I enjoy reading posts like this because I've been blocking ads and avoiding "marketing tech" companies for so long that I don't even know what's going on in the ad world anymore. It's interesting to see that not a whole lot has changed in the last 5+ years with respect to platforms and strategies.
Same here - I glanced over the article and was confused why there was a part for Gmail. I thought to myself : "but gmail doesn't have ads?".
Which makes me wonder even more why 75%+ of the population doesn't have adblock themselves?
This. People with adblock are living in a completely different online reality. I'm amazed how much time people spend on ad-ridden sites despite the terrible UX, with ads "slow loading" and replacing links you want to click on, full page overlays, flashy animated ads etc pp. People still tolerate it, the must really love the content.
My personal theory is that this is one of the reasons FB, Google, Reddit are so popular as portal sites, since they have far better UX and actual performance teams to make the experience good. Nobody wants to go directly to news sites anymore.
Good point. And it's not just better UX, it's also predictable and unified, you know what happens when you click on something, you know how to like and share, and you don't need to figure out the layout & design for each site.
I didn't use an ad blocker for a long time, because I just didn't care. But a few malicious ads made me install one, and the downside is that I have to manually enable everything to get a website (e.g. a business I have a relationship with) to run properly fairly frequently.
I wish there was a clean, sharp division between people trying to sell you stuff on the open internet and entities that you are logged in to and already doing business with, such that the latter were guaranteed to be accessible even with maximum blocking.
Exploiting customers is something that needs to be regulated more.
Are these sites from a specific industry that don't work with adblock enabled?
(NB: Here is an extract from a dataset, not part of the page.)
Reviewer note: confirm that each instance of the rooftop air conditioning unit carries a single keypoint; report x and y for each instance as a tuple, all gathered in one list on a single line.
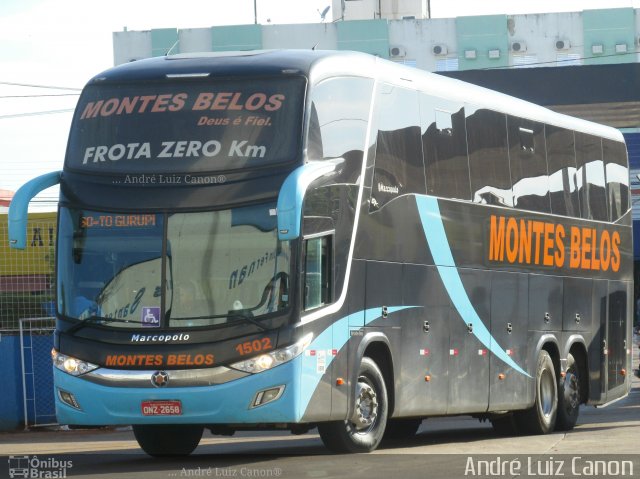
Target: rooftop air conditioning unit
[(518, 47), (440, 50), (397, 52)]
I run into that occasionally, but it's rare for me. I'm always amazed when it happens at e.g. large online shops ... they never test with popular browser addons enabled?
I can only count a handful of sites that break with conventional blockers (uMatrix might be a different story) and those sites I can just avoid doing business with (only one I can remember recently is Patreon where the Facebook/Google ad scripts cause the entire page to be unusable).
That’s why I mentioned uMatrix specifically. It blocks everything but images and css loaded from other domains by default. Normal ad blockers don’t do that.
Funnily enough, Patreon works without a problem after allowing 2 CDNs and their usercontent domain.
uMatrix defaults to blocking nearly everything from third parties. Most sites do not work 100% properly; many 'simple' sites will not even render because of how common it is to outsource content delivery to cloudflare et al.
It's painful, but it's (for me) the only sane way to browse. I'm willing to trade a few seconds of determining what 3rd party sources I'm going to allow when visiting a new site in exchange for minimizing tracking and malicious ads.
That's my experience as well. I had installed one on the PC I gave to my mother and one day she called me and told me that her friend's "internet is broken". Apparently they had tried to look something up together and my mother insisted that "that's not how the internet looks" because of all the ads, while her friend assured her that it's absolutely how it always looks. Needless to say, her friend's internet is no longer broken and everyone is happy.
Whenever I turn off my adblockers and visit common sites, it feels like I've been wearing hearing protection in a loud place and I'm now taking them off.
I also think this also depends on when you signed up for gmail. my gmail account is pretty old, no ads, with no ad-blocker. but my gf's gmail account is littered with ads & I would assume my burner accounts too, if I didn't use a an ad-blocker.
Weird, I don't recall seeing ads in Gmail either, but I don't use ad blockers. I just checked and there are definitely no ads anywhere that I can find when I log in to Gmail. Where do they normally show up? Perhaps I am in the holdout group of an A/B test...
There's a placement above the message list with sponsored links that look similar-ish to messages as far as I can remember. I turned them off many moons ago when you had the option to opt in/out, but can't see where it is now (and don't want to accidentally add them back in!).
I think it depends on the Inbox type you use as well (e.g. Priority, Default etc...)
Last time I was buying Gmail ads, they let us put an ad in the promotions tab of the inbox which looked like an email. It was something they were testing at the time, but it was reasonably effective and I imagine it is still around. The old gmail sidebar ads were absolutely worthless. Roughly 0.05 clicks per 1000 impressions, and those clicks were mostly accidental. They removed those ads because they were worthless to anyone.
Weird that you get downvoted when this is probably the default experience for a majority of people on HN. It's probably also a major problem for anyone with entrepreneurial aspirations because we just don't have a truly full understanding of the digital environments most would-be customers live in.